Odkrywanie prawd ukrytych w przeszłości Rina i jego brata trwa dalej. Tym razem będziemy świadkami narodzin naszych bohaterów, które, jak nietrudno się domyślić, same w sobie były wydarzeniem niezwykłym. Jednak jak bardzo, tego chyba nikt się nie spodziewał! Zapraszam do lektury kolejnego tomu serii ,,Ao no Exorcist”.

Wszystko wskazuje na to, że zmierzamy ku finałowi opowieści o losach Yuri i przeszłości naszych bohaterów. Zbliża się chwila porodu i choć nikt nie spodziewał się iż będzie on łatwy, to, czego jest świadkiem Rin, wstrząsa nim dogłębnie, stawiając cały jego świat na głowie. Przeszłość okazuje kryć w sobie więcej mrocznych tajemnic niż chłopak był na to gotowy. Jak nasz bohater poradzi sobie z szokującą prawdą? I co tak naprawdę wydarzyło się w dniu jego narodzin? O tym zdecydowanie warto przekonać się samemu.

Kazue Kato zdaje się zmierzać ku końcowi kolejnemu z epizodów, dzięki któremu mogliśmy zagłębić się w przeszłość naszych bohaterów. Coraz częściej pojawiają się też wstawki  teraźniejszości, obecnie głównie skupiające się na Yukio oraz Shiemi. Przy czym nie będę ukrywała, że wątek Shiemi ogromnie mi się spodoba i nie mogę się doczekać co takiego przygotowała dla nas autorka.
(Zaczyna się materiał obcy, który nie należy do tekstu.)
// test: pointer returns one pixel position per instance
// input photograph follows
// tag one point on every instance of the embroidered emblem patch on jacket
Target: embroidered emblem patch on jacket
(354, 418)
Ale cóż, na to przyjdzie nam jeszcze poczekać .

Przyznam szczerze, że ostatnio lektura kolejnych tomików serii stanowi mieszankę przyjemności i bólu, bowiem ,,Ao no Exorcist” to naprawdę świetna seria, na którą niestety trzeba czekać. Wypatrywanie każdego kolejnego tomiku to swego rodzaju tortury, bowiem Kazue Kato po raz kolejny pokazuje, że potrafi stworzyć wciągający bez reszty tomik.